Hi Andrei,
On Thu, 2010-04-22 at 11:20 +0300, Andrei Elkin wrote:
> Luis, hello.
>
>
> The patch is great!
> Although my heart was crying to see how ruthlessly you had exterminated my awesome
> simulations :-).
:)
> But the gain simplicity heals it.
>
> I have few little findings.
>
> > Solution: We fix this by not saving and restoring the
> > last_master_timestamp when the SQL thread goes to sleep. Instead,
> > we set the rli->last_master_timestamp to zero, when the SQL
> > thread starts waiting, and keep it to zero,
>
> > when the SQL thread awakes.
>
> Would it be better to say
>
> until the SQL thread has been awakened (by a new event) ?
>
> or as you're saying later
Ok.
>
> > A complementary change in this patch, is the one that
> > sets rli->last_master_timestamp before and not after event
> > execution. Both of these changes make the spike go away, and keep
> > showing zero,
>
> > until the event starts being processed,
>
> in here ^.
>
> > as opposed
> > to showing zero until the event finishes its execution.

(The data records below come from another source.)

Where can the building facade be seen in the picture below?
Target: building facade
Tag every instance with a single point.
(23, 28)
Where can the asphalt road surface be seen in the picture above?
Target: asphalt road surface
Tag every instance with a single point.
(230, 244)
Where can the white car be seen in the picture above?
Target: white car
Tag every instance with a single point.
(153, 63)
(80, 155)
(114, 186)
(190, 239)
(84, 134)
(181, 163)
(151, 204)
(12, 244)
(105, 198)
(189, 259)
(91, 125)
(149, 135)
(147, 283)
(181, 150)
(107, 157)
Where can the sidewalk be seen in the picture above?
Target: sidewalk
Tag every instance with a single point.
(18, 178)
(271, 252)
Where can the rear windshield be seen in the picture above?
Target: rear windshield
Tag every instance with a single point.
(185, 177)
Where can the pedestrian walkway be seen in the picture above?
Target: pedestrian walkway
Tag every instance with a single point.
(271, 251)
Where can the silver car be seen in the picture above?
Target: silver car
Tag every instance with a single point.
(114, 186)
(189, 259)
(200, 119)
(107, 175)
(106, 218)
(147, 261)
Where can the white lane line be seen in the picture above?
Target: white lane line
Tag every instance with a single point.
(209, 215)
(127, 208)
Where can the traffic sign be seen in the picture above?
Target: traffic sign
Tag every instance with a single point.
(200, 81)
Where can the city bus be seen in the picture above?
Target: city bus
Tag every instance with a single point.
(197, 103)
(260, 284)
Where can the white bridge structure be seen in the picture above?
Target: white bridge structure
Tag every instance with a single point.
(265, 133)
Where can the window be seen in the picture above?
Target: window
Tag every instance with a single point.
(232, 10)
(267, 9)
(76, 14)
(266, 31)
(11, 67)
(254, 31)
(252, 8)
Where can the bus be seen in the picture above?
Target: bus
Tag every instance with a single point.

> > @ mysql-test/suite/manual/t/rpl_replication_delay.test
> > Removed this unmaintained test case.
> > @ mysql-test/suite/rpl/t/seconds_behind_master.test
> > Added some new tests. Collected remains from the removed
> > rpl_replication_delay, refactored and added in this file as well.
> > @ sql/log_event.cc
> > Reworked the fault injection to meet the new test case needs.
> > Refactored the stmt_done interface (does not need 'when' anymore.
> > @ sql/log_event_old.cc
> > Accomodating changes in the stmt_done interface.
> > @ sql/rpl_rli.cc
> > Updated stmt_done implementation.
> > @ sql/rpl_rli.h
> > Changed stmt_done interface, removing the not needed
> > event_creation_time.
> > @ sql/slave.cc
> > Two changes:
> > (i) removed the save and restore of rli->last_master_timestamp,
> > when the SQL thread goes to sleeps.
> > (ii) Updating the rli->last_master_timestamp at the beginning of
> > the event execution.
> >
> > removed:
> > mysql-test/suite/manual/
> > mysql-test/suite/manual/r/
> > mysql-test/suite/manual/r/rpl_replication_delay.result
> > mysql-test/suite/manual/t/
> > mysql-test/suite/manual/t/rpl_replication_delay-slave.opt
> > mysql-test/suite/manual/t/rpl_replication_delay.test
> > added:
> > mysql-test/suite/rpl/r/seconds_behind_master.result
> > mysql-test/suite/rpl/t/seconds_behind_master.test
> > modified:
> > sql/log_event.cc
> > sql/log_event_old.cc
> > sql/rpl_rli.cc
> > sql/rpl_rli.h
> > sql/slave.cc
>
> > === added file 'mysql-test/suite/rpl/t/seconds_behind_master.test'
> > --- a/mysql-test/suite/rpl/t/seconds_behind_master.test 1970-01-01 00:00:00
> +0000
> > +++ b/mysql-test/suite/rpl/t/seconds_behind_master.test 2010-04-15 16:39:31
> +0000
> > @@ -0,0 +1,152 @@
> > +-- source include/master-slave.inc
> > +-- source include/have_debug.inc
> > +
> > +# make the test only run once (STMT is actually needed because of the SLEEPs
> below)
> > +-- source include/have_binlog_format_statement.inc
> > +
> > +SET @old_debug= @@global.debug;
> > +call mtr.add_suppression('Unsafe statement binlogged in statement format since
> BINLOG_FORMAT = STATEMENT');
> > +
> > +#
> > +# Based on BUG#29309 test case
> > +#
> > +
> > +connection master;
> > +create table t1 (f1 int);
> > +sync_slave_with_master;
> > +source include/stop_slave.inc;
> > +connection master;
> > +insert into t1 values (1);
> > +
> > +sleep 3;
> > +
> > +#connection slave;
> > +connection slave;
> > +lock table t1 write;
> > +source include/start_slave.inc;
> > +
> > +# ok, now wait for the SQL thread to start the insert
> > +let $wait_timeout= 60; # Override default of 30 seconds with 60.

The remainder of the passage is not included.